A few things that I’ve learned in this experience and I’ve shared them with my colleague who got fired recently:

  1. Getting a job is harder than you think, therefore, if you already have one, be mindful of your attendance and overall performance. Notice that the company has several policies in place which are designed to “give you a chance” before you reach the termination phase. Depending on the company policy, you will be given coaching, then a verbal  warning, a written warning, suspension, then a hearing for the termination case. It takes several incidents for you to reach the last point, which means that it’s you who is at the helm here and your manager and the HR is merely completing the process which you started.
  2. Don’t ignore the HR process except when you’re trying to get fired (believe me, some people are stupid enough to aim for this). I’m talking about the Return to Work Order, the hearing, etc. The process is put in place to give you a chance to explain yourself and if the reason is grave enough to warrant a chance of retaining your job, then it’s a chance you don’t want to miss.
  3. When you foresee a situation which has the potential to affect your employment, immediately consult with your manager and the HR. Seek for opportunities which will allow you to lessen the impact – SL/VL/emergency leave or if there is a chance for you to go on an extended period of absence without losing your job, grab it. The objective is to keep your employment, at the same time addressing your personal issues at home. It is true that you need to separate personal with work issues, but some work-affecting issues (illness, family conflict, etc) must be known, at the least, by your manager. He or she needs to understand what is going on in your personal life so he will not judge you unfairly.
  4. Don’t fake illnesses, or the documents for it. Companies are now smart and diligent enough to check with hospitals, clinics, and they will verify if you actually used your HMO card.
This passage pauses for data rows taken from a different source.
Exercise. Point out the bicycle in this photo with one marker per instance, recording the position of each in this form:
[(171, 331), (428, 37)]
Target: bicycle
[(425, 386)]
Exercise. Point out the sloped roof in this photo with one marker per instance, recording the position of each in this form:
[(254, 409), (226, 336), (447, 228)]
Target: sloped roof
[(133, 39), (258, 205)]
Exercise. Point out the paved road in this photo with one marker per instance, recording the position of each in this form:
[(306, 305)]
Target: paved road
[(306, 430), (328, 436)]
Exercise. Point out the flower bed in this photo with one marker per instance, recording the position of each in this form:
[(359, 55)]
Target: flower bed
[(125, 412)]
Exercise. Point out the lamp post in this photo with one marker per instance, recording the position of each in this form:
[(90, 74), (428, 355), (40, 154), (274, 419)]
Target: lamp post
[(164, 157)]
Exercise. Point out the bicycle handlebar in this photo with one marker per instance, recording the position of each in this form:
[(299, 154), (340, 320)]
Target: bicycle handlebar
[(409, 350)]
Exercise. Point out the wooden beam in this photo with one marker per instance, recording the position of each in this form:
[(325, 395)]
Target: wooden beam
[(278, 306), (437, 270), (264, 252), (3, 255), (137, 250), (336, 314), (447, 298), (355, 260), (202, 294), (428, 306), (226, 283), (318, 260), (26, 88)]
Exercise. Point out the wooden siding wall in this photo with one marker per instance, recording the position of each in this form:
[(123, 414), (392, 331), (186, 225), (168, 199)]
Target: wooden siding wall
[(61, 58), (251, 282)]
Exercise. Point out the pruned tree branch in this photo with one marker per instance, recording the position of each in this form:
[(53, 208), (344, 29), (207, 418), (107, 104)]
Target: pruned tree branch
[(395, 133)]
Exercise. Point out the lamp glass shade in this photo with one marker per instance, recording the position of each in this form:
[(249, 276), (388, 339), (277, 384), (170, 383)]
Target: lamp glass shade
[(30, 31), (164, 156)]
Remember, getting terminated from your job isn’t something that your manager or your company would wish to happen to you. They trained you, they invested on you, and they are concerned about their attrition, hence, it is imperative that they give you several chances to change your bad behavior. Therefore, getting terminated from your job is actually a decision you are making, little by little, with your actions. Your manager’s function is to keep a record of and manage  your behavior at work. As soon as you cross the line, the process starts.  It starts and ends with you.